At the very beginning of the meditation, Susana guided us gently in for a few minutes. A profound statement (it’s a tweetable!) stayed with me throughout the silence.

“Stillness is a reflection of your presence” - click to tweet

Any time I found myself fidgeting, I realised my thoughts had become distracted from the present moment. I remembered that movement flows from distracting thoughts. A deep breath + a stillness of the body led me back to a stillness of the mind.

Later I thought “How many times a day do I bite my nails, tap my foot, play with my hair, pace around?” I realised each time I’m restless, I try to diffuse the discomfort of my thoughts through nervous energy + movement. But it brings no peace.

You can choose in any moment of anxiety or restlessness to still the body + thereby still the mind.

3. Release judgement

A judging mind is a distracted, compartmentalised, time bound, sequestered mind. It is caught up in labels, past regrets, future tripping + overwhelm. There is no room for peace.  Thoughts may hold you hostage but a return to awareness can set you free.

A still mind is a liberated mind. A still mind has thoughts, but they rise + fall away with the breath. They whistle through the mind like leaves from a tree, sweeping past without a trace. No anxiety, no attachment, no judgement.

Judging a thought or activity (ie this is boring, my back hurts, this is good, that is bad) can lead to distraction, procrastination, or avoidance. Rather than “sit in the tension” with awareness + kindness - we may try to shift our attention into something more pleasurable. For me, this often meant turning to food as a source of solace.

Even just noticing that a judgement has arisen allows awareness + peace back in.

Try proclaiming “Oh, hello judging mind” + return to the breath (see #1).

4. Use kindness

Rather than hoisting + shoving thoughts away. Rather than being critical for having anxious or distracting thoughts. Rather than piling on guilt, shame, resentment, the “I don’t wanna”, “This sucks”, “If only X were Y” ‘s + turning life into a general GAH-fest…

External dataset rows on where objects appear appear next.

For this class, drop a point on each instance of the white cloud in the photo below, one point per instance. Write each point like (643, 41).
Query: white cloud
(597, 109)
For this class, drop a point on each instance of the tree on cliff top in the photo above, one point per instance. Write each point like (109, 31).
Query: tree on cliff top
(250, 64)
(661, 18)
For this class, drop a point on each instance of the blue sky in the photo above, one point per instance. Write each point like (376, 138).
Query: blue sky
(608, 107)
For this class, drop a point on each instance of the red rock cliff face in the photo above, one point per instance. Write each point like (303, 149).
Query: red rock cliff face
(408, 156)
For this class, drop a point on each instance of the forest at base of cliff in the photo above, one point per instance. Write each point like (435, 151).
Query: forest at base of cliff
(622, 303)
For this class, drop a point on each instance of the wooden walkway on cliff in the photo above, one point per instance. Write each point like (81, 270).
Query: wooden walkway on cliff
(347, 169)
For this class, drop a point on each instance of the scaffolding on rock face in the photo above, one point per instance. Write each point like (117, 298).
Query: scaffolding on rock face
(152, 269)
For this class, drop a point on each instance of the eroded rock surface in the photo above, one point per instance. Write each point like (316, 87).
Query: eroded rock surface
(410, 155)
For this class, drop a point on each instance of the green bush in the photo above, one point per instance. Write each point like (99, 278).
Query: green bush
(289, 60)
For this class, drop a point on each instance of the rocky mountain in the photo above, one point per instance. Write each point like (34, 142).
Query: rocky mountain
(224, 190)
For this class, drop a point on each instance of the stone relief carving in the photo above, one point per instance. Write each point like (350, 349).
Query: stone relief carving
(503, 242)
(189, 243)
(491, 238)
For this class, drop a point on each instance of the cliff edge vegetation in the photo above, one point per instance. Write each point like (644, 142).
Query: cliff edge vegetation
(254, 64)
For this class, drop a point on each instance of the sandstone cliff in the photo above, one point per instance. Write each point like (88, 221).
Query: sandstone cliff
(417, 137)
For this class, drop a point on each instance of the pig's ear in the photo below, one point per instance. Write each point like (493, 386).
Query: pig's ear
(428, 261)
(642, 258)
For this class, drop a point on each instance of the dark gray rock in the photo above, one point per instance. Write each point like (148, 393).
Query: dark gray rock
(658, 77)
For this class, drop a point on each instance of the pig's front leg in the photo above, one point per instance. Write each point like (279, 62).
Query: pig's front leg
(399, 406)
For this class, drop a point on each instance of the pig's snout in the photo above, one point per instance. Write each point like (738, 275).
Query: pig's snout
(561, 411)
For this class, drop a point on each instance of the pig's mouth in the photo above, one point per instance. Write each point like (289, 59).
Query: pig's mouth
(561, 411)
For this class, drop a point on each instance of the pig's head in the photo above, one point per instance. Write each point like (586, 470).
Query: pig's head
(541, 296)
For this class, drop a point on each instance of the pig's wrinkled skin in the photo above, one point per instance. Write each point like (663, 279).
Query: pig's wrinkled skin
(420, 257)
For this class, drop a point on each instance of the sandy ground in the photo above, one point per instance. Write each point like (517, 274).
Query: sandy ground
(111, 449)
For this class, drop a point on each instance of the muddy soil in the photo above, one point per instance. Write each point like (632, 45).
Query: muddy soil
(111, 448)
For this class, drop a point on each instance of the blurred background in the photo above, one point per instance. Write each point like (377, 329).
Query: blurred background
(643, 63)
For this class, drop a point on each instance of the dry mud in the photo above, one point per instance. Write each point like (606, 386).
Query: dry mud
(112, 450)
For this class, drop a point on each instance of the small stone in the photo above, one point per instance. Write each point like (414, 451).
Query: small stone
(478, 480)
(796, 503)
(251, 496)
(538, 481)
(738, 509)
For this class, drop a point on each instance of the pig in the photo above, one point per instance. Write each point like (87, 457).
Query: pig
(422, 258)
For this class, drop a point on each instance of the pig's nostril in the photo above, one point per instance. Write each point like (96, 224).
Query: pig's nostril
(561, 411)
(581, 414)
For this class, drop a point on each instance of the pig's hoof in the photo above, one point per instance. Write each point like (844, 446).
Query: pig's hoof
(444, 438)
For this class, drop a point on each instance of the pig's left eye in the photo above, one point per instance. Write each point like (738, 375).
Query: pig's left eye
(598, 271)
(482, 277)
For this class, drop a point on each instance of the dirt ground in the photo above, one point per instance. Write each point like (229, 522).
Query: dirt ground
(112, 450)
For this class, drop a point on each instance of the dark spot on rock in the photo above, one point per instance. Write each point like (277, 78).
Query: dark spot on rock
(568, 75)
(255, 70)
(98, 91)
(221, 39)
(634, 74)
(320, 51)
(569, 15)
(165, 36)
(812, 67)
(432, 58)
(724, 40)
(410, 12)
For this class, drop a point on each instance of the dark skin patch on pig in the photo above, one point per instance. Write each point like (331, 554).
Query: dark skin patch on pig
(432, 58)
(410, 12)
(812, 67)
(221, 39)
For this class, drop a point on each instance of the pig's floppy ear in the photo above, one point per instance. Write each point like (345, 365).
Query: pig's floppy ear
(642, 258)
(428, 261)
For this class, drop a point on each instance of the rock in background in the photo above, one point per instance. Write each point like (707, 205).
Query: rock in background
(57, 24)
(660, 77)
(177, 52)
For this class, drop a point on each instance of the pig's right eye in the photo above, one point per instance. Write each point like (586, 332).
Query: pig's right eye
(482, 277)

Gently + kindly nudge the thoughts back to the the present moment. Notice the breath once more.

Kindness calms the inner critic + allows more awareness, presence + peace to unfold. This in turn allows you to get your shit done with a minimum of fuss.

5. Pay attention

Meditation is really just focused attention. Paying attention gently to the breath allows the thoughts to pass through. Attention to a positive mantra allows all doubt to fall away.

Attention to the present moment allows peace to arise; dissolves past regrets; + halts future tripping immediately. Attention to a loved one allows true understanding + connection to occur.

Attention to a tedious task allows it to be done without procrastination or resistance. Attention to a creative task allows the subconscious mind room to expand + create while the rational, judging mind has a break.

Simply pay attention wholly to any given task + voila - instant calm.


Disclaimer - Using meditation (or any other mindful practice) doesn’t mean that every moment of every day will be filled with rainbow-pooping unicorns + giggle snorts. However, meditation does have a direct influence on your brain, your mood + your mental health. It will help you cultivate resilience in the face of adversity; strengthens positive neural pathways; plus it helps you be kinder, smarter, more patient + loving.

Nothing else on earth provides THAT much bang for buck.